But the age for FULL retirement in SS is 67, not 57 which is the average age for teahers to retire, and the MAXIMUM SS benefit, at age 67, with even 40-45 years of service is $30K. The average teacher pension is over $40K, at age 57 with 30-33 years of service.
There is a reason teachers are not in SS, they have it 20 tiems better in Clastrs.
September 8, 2010 at 10:02 pm
Do individual school districts have separate liabilities like CalPERS participants? Or is the state itself responsible for the entire liability?
September 10, 2010 at 7:45 pm
Unions continue to breed mediocrity and appeal to ‘dumbed down’ members (teachers) who sit back and wait for others to solve their problems.
You continue to rape our system, rape our kids with your furloughs, and rape the private sector – in support of your pay, benefits, and pensions that are mismanaged, unrealistic, and remain unfunded…. until you sue the People of California.
“Live Better (off the backs of others)- Work Union (don’t think, just be average, and don’t worry becuase someone else will pay for you!)”

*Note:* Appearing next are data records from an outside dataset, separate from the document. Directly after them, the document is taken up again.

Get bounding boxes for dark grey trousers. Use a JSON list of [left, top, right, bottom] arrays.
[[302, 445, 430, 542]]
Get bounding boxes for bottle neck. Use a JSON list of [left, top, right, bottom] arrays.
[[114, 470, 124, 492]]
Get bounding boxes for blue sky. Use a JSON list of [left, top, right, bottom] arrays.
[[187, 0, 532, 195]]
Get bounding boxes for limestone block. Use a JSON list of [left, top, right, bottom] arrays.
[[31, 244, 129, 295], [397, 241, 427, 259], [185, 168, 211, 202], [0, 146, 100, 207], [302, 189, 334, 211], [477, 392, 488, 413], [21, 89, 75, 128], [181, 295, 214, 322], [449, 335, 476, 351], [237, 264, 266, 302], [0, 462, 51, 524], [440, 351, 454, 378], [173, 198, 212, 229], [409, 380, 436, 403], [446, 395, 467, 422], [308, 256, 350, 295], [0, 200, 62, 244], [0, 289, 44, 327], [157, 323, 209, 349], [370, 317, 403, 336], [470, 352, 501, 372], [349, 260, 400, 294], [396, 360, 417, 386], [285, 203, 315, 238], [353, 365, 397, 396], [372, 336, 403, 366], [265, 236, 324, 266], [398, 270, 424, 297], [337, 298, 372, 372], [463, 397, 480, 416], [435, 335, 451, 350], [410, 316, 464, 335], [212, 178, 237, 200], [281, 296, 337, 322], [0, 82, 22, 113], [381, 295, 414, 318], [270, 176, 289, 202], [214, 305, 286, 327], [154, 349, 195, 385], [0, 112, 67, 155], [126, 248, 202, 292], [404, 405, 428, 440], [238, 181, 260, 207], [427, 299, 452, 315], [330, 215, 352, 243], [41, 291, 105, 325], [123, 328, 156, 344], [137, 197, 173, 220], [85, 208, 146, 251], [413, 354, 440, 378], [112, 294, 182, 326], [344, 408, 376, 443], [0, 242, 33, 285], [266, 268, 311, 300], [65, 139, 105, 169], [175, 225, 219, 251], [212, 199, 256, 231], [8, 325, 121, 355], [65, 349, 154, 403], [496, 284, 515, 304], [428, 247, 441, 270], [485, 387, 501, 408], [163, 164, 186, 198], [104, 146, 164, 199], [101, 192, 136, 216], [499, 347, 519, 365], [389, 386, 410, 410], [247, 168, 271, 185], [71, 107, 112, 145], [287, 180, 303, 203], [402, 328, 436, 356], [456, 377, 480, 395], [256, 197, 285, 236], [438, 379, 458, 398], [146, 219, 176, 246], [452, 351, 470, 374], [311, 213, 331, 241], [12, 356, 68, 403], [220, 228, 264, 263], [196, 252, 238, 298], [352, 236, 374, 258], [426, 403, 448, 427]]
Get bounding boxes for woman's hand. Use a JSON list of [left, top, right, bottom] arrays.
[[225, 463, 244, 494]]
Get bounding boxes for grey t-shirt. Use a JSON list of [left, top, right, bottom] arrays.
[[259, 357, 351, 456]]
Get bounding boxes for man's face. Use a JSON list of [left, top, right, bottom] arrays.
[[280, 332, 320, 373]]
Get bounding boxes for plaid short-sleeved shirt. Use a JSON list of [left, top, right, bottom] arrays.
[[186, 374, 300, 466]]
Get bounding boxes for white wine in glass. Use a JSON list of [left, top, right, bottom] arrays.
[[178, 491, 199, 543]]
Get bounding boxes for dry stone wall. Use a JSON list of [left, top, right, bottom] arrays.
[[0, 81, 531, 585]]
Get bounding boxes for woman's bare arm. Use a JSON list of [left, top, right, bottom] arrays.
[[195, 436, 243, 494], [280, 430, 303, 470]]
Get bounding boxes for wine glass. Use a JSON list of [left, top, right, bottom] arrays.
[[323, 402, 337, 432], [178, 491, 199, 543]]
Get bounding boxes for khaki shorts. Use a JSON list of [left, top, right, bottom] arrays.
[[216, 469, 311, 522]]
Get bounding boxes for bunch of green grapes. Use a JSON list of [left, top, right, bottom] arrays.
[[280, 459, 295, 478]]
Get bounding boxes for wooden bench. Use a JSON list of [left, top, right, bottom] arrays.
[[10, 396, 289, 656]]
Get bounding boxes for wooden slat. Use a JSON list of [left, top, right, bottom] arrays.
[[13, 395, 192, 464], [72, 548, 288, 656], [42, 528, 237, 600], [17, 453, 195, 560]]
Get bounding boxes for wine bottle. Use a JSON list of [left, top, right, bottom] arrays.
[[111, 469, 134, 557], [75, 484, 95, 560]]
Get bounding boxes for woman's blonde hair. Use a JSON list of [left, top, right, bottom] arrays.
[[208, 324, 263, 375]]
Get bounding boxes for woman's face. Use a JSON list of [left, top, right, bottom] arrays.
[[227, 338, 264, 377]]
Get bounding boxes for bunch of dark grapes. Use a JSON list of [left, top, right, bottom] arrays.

This times… they are a changin’………………..
Munner413
September 23, 2010 at 11:26 pm
One thing this teaches us is that there is no such thing as an overfunded pension fund. Another is that we all have to work together to make necessary change. If retirees give up one percent of their raise each year, teachers pay one percent more in strs cost, and districts match that, we are all contributing. Would this be enough to make a difference? Our pensions are not unrealistic, given how much we pay for them and how long our money is held and earns interest. Can our number crunchers come up with a workable plan? Has the market recovery helped at all?
September 30, 2010 at 7:08 pm
Christine, many teachers have also worked earlier in the private sector and contributed to Social Security. But because of their pensions, their SS benefits are cut to a bare bones minimum (around $500/month).
Salaries in the private sector are way higher than in government jobs and employees have more opportunities to save more and supplement their Social Security. Teacher salaries are still low by comparison. Pensions are a way to offset decades of lower salaries. If pension benefits are also cut, how many qualified people would want to be teachers rather than private sector employees? All this at a time when the education system is slipping in comparison to the rest of the world. Go figure.